There’s no sound—just a shift in air, a subtle change in the room's weight—before the deep rumble materializes behind me. A large, callused palm swats my backside—hard enough to make me yelp and stumble forward, sending pain screaming up my already sprained ankle. I suck in a breath, a curse half-formed—but before I can even twist around, he’s already behind me, close enough to land that swat and still move like a shadow, silent and certain, his presence as inevitable as the cold settling into the cabin walls. Big hands circle my waist. In one dizzying lift, I’m airborne—then wrapped back in his arms.

“Caleb!

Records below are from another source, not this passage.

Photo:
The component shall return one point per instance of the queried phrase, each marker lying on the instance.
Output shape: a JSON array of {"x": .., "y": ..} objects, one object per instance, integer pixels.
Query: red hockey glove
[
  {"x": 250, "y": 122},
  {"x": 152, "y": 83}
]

I need water—Chris's notes?—”

“What you need,” he growls, settling back against the pillows with me captured across his lap, pulling the quilt up around me, “is to stay off that ankle and remember who’s responsible for keeping you in one piece.”

I open my mouth—probably to snark, possibly to swear—only to have two fingers press gently beneath my chin.

“Talk,” he says.

Not a command to be disobeyed. Something inside me unlocks, wide and sudden, opening like a door caught in a gale. I swallow hard, heart drumming a little faster.

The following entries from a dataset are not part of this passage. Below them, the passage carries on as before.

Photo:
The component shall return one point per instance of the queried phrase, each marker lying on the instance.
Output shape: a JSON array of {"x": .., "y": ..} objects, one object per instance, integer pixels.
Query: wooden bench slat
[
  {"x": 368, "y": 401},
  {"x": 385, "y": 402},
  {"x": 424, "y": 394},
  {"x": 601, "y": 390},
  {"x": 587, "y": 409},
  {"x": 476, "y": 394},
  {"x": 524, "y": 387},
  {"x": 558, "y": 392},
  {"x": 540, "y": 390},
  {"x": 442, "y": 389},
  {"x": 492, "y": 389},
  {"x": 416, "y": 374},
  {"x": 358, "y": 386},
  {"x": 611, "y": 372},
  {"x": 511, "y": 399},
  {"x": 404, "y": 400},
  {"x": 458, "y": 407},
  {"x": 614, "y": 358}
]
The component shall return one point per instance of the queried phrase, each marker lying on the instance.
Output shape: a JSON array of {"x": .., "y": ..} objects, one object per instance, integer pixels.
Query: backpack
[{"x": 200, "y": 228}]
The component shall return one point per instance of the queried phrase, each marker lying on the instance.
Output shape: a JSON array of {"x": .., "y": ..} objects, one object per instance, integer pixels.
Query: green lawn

“Chris was brilliant,” I start, voice husky with exhaustion and something softer. “He wasn’t your average weekend backpacker—he trained in environmental engineering. Last year he started sending me articles about shadow routes through protected land. He thought someone was moving contraband—animal parts, maybe minerals—past the ranger stations. He joked that he’d hiked enough strange trails to map the entire region better than the park service—especially the ones that weren’t supposed to exist.”

Caleb’s thumb draws slow circles on the inside of my knee, soothing and distracting. “And you think that network runs through Glacier Hollow?”

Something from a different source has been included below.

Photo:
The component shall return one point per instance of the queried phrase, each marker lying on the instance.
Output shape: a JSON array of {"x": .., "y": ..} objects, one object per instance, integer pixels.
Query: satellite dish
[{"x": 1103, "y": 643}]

“I'm fairly certain.” I curl against his chest, letting the quilt slip enough to pool in my lap, allowing my skin to meet his. “He found satellite anomalies, fresh gouges in the snowpack where no seasonal road is logged, and surveyor stakes that aren’t on any state plan. He called it a pipeline—said it looked like something was scarring the forest, carving through places it never should have reached.”

Caleb’s breath hitches—almost imperceptible, but I’m draped over him; I feel the tiny pause. “Show me.”

I point to the counter in the kitchen. “Notebook. Green elastic.”

He shifts, easing me gently to the side as he rises from the bed. A few strides carry him out to the kitchen. He returns with the notebook, handing it over as he climbs back into bed and pulls me onto his lap. The battered cover is warm from his palm. My heart gives a strange jolt at that.

I flip pages, the smell of pine tar and graphite wafting up. “These red triangles are places Chris noted unusual activity.Game trails blocked, cameras smashed. The circles are where I found matching damage yesterday.”

Caleb studies the sketches, the storm-scarred ridge lines and hand-drawn arrows. His eyes sharpen, the soldier sliding back into place. “This run here—” he taps a line that snakes under a drawn mountain silhouette “—cuts behind the old gold-rush tunnels. There’s an abandoned rail spur no one patrols because the rock’s unstable.”

My pulse skips. Something flickers in Caleb’s eyes—recognition, maybe, or dread. I sit up straighter, suddenly more awake. “You know it?”

“Helped dynamite a fallen boulder for Zeke. We thought it was a one-off doodle for local vandals, but…” He leans over me, flips a few pages. “Your brother marked another point fifteen miles northeast—deep enough that even snowmobiles bog down.”

“Unless,” I say, catching his train of thought, “someone’s laid in a secret track, seasonal only, light enough to erase after each run.”

Caleb nods once—sharp, decisive. “Gear up for tomorrow. We set out at first light. I’ll snowmobile us as close as I can to it, then we’re on foot. The only way you're going to be able to do that is for you to keep that ankle elevated and wrapped. Then when we're hiking, you're going to have to take it slow and easy.”

I snort. “You going to bubble-wrap it too?”